El Niño’s Return Raises the Stakes for a World Already Under Climate Stress
The World Meteorological Organization has confirmed that El Niño conditions have developed in the tropical Pacific and are expected to strengthen rapidly in the coming months. The forecast matters because a strong El Niño could raise the risk of heatwaves, droughts, heavy rainfall and marine heatwaves across multiple regions, testing early warning systems, food security planning and disaster preparedness.
The World Meteorological Organization (WMO) has confirmed that El Niño conditions have developed in the tropical Pacific, setting the stage for a period of heightened climate risk across many parts of the world. The event is expected to strengthen rapidly in the coming months and is likely to become a strong El Niño between July and September 2026.
El Niño is a major climate pattern that can alter rainfall, heat and storm behaviour across regions, often with serious consequences for agriculture, water supplies, public health, energy demand, coastal livelihoods and disaster-response systems. The WMO has warned that the developing event will increase the likelihood of heatwaves, droughts, heavy rainfall and marine heatwaves in many areas.
According to the WMO Global Seasonal Climate Update, forecasts from leading international climate centres show significant warming across the central and eastern equatorial Pacific Ocean. Sea surface temperatures are expected to rise more than 2°C above average in key monitoring areas, and scientists have high confidence in the outlook because climate models show strong agreement.
Heat, rain and drought will not hit evenly
The developing El Niño is expected to push temperatures above average across most populated land areas between 60° south and 60° north latitude.
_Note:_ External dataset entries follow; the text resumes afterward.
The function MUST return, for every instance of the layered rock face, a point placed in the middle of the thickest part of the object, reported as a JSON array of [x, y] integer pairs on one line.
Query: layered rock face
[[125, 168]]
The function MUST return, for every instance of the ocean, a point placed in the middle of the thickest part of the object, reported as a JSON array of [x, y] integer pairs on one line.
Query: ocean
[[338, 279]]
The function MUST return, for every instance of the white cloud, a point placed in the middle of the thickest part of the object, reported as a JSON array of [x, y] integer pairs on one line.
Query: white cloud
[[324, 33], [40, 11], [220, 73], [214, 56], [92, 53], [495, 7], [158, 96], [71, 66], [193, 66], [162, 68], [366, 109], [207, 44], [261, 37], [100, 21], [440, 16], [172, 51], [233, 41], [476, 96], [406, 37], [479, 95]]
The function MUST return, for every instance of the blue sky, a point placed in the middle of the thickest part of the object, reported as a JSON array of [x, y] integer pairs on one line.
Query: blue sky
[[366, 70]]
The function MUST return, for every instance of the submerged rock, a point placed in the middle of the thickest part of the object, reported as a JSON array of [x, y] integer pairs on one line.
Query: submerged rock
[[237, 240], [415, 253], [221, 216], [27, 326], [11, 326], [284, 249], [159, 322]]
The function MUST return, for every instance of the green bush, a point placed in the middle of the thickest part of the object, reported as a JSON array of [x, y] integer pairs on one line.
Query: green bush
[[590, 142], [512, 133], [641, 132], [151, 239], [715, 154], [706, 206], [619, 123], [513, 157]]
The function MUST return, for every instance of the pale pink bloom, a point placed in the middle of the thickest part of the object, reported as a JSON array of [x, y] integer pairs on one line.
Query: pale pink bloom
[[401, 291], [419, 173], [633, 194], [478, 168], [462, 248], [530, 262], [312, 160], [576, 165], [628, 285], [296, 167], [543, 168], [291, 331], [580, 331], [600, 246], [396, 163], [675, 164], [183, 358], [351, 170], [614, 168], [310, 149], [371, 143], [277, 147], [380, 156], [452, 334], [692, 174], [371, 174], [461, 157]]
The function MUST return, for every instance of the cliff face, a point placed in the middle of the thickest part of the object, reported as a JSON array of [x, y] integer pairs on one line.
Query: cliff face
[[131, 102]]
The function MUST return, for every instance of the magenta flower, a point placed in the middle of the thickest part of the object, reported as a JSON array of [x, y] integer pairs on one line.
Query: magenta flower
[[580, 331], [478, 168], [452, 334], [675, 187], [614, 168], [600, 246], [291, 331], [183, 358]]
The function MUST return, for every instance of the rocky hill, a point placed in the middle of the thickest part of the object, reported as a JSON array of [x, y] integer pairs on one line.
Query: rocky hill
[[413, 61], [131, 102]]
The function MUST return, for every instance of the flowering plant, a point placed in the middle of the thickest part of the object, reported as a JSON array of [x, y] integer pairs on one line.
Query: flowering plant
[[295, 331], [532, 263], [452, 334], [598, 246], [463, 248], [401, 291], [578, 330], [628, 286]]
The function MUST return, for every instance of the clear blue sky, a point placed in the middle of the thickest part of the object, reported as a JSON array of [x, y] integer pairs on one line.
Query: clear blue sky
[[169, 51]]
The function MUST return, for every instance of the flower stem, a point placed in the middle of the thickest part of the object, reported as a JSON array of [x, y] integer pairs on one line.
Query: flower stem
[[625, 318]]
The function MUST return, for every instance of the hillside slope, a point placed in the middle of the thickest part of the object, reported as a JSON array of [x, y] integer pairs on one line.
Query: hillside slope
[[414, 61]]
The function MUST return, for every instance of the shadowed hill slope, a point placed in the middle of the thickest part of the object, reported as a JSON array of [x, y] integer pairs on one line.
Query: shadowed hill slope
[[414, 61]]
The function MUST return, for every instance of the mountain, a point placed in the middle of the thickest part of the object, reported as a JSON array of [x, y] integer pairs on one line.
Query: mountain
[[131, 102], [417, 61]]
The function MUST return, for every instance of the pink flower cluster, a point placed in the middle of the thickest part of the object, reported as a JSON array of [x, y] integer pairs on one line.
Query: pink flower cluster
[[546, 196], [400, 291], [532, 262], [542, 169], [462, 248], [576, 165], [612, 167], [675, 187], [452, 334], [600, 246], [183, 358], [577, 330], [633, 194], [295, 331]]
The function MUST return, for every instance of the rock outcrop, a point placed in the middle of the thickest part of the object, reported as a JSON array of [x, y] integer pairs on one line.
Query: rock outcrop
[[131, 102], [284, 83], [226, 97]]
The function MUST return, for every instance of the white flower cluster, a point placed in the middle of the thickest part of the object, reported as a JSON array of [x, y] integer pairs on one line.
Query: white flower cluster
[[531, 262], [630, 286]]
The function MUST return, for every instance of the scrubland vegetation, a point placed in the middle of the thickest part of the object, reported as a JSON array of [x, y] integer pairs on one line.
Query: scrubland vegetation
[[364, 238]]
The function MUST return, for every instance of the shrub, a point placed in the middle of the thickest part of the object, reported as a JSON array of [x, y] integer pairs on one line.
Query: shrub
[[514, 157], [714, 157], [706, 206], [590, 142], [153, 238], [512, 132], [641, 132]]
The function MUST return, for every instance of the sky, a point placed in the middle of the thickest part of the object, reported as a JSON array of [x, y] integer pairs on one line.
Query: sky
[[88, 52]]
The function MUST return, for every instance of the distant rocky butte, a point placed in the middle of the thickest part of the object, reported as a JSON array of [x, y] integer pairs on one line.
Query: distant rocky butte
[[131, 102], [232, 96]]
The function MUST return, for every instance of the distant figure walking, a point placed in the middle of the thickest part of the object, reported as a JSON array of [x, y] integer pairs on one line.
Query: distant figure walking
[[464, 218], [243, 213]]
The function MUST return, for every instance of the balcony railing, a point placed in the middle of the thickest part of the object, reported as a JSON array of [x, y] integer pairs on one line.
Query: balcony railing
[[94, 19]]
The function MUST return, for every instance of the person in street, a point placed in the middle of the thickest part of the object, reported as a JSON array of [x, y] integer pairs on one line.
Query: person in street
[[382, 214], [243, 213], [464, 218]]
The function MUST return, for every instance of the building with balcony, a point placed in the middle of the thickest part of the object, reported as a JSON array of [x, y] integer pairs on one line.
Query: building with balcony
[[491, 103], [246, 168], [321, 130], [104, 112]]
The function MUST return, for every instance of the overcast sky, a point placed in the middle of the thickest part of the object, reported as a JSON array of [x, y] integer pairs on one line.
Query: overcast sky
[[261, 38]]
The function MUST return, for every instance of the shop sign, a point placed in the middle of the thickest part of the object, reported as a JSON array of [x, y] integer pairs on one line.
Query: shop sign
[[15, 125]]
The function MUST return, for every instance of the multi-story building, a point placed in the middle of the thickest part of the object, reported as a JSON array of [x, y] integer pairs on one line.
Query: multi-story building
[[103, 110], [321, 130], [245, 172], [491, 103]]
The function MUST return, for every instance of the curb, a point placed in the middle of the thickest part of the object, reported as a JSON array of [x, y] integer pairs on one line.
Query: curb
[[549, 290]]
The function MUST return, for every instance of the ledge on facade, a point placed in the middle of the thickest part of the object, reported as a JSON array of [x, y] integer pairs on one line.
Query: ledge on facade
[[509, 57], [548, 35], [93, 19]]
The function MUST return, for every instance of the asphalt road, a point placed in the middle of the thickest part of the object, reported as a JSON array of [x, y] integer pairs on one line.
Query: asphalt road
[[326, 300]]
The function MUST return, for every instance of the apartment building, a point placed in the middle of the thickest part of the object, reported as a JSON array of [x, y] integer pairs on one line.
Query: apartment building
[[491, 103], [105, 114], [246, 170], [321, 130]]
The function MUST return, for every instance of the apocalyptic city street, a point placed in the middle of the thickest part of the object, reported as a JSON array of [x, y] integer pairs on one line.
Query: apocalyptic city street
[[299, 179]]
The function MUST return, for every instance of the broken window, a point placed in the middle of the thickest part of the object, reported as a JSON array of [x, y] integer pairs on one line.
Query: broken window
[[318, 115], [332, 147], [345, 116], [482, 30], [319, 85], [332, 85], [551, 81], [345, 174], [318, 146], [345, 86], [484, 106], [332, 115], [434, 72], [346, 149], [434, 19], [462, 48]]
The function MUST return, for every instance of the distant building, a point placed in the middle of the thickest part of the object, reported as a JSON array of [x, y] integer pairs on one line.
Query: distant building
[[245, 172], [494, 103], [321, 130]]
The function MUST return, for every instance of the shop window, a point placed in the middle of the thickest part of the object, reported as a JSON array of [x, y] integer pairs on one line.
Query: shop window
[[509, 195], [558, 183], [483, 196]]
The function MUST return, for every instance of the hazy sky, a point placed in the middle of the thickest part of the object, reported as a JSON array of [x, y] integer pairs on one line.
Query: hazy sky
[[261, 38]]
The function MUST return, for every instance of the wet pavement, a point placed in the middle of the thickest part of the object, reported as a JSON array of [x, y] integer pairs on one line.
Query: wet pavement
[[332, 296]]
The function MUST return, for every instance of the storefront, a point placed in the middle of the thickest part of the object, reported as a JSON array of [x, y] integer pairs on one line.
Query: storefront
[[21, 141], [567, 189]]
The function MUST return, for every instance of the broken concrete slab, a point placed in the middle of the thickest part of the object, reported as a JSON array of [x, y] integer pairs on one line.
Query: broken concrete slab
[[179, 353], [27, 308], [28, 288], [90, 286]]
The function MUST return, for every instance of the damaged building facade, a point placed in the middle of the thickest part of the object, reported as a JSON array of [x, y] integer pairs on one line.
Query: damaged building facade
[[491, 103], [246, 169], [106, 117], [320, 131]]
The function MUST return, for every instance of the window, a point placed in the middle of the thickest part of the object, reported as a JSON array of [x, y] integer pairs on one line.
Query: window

Ocean temperatures are also forecast to remain warmer than normal across the equatorial Pacific, Indian Ocean and tropical Atlantic. These warming signals matter because heat risk is not limited to land. Marine heatwaves can affect fisheries, coral ecosystems and coastal economies, while land-based heatwaves can strain health systems, raise cooling demand and worsen working conditions in outdoor sectors.
Rainfall patterns are expected to shift sharply. Wetter-than-average conditions are forecast for the central and eastern equatorial Pacific, southern Europe, parts of the Gulf of Guinea and sections of the southwestern United States. Drier conditions are more likely across parts of Australia, the Indian subcontinent, the Greater Horn of Africa, Central America, the Caribbean and northwestern South America.
The uneven geography is one of El Niño's biggest governance challenges. Some regions may need to prepare for floods and heavy rainfall, while others may need to plan for water stress, drought impacts and agricultural disruption. The same global climate pattern can create very different local emergencies.
Warnings only matter if they trigger action
The WMO said it is expanding coordination with United Nations agencies, humanitarian organisations, governments and sectors such as agriculture and health. The goal is to strengthen seasonal forecasts and early warning systems so countries can act before weather risks turn into wider social and economic shocks.
El Niño is a naturally occurring pattern that develops every two to seven years and usually lasts between nine and twelve months. Its impacts differ from one event to another, but the value of seasonal forecasting lies in giving governments, communities and businesses time to prepare.
- For agriculture, that can mean adjusting planting decisions, crop choices, irrigation plans and food-security monitoring.
- Health systems may have to prepare for heat stress and weather-linked risks.
- For water managers, it can mean planning for shortages or flood pressure.
- Humanitarian agencies will have to identify areas where drought or heavy rainfall could worsen existing vulnerabilities.
The key question is whether institutions move early enough to reduce exposure. Early warning systems are only effective when they lead to timely decisions, clear communication and resources reaching the people most likely to be affected.
The next test is speed, not certainty
The coming months will test how governments and institutions interpret and act on the WMO warning. The first indicator to watch is whether the forecast strengthening between July and September materialises as expected. The second is how national meteorological agencies translate global outlooks into local advisories for farmers, water authorities, health officials and disaster-management teams.
The peak period between November and February will be especially important. By then, the event is expected to have strengthened further, and early signs of regional rainfall shifts, heat stress or marine warming may become clearer. Countries facing likely dry conditions will need to monitor water storage, crop prospects and food-security risks. Areas facing wetter conditions will need to watch flood preparedness, drainage capacity and emergency-response planning.
Public communication will also be crucial. The WMO has clarified that it classifies El Niño events as weak, moderate, strong or very strong, and does not use the term "super El Niño" in official forecasts. That distinction is important. The risk is serious, but exaggerated language can distort public understanding and weaken trust in climate warnings.
El Niño cannot be prevented, but its impacts can be reduced when forecasts are treated as a call to prepare rather than a distant technical update. The world now has a clear warning that the tropical Pacific is entering a stronger phase of climate disruption. What happens next will depend not only on ocean temperatures, but on how quickly governments, communities and institutions turn that warning into action.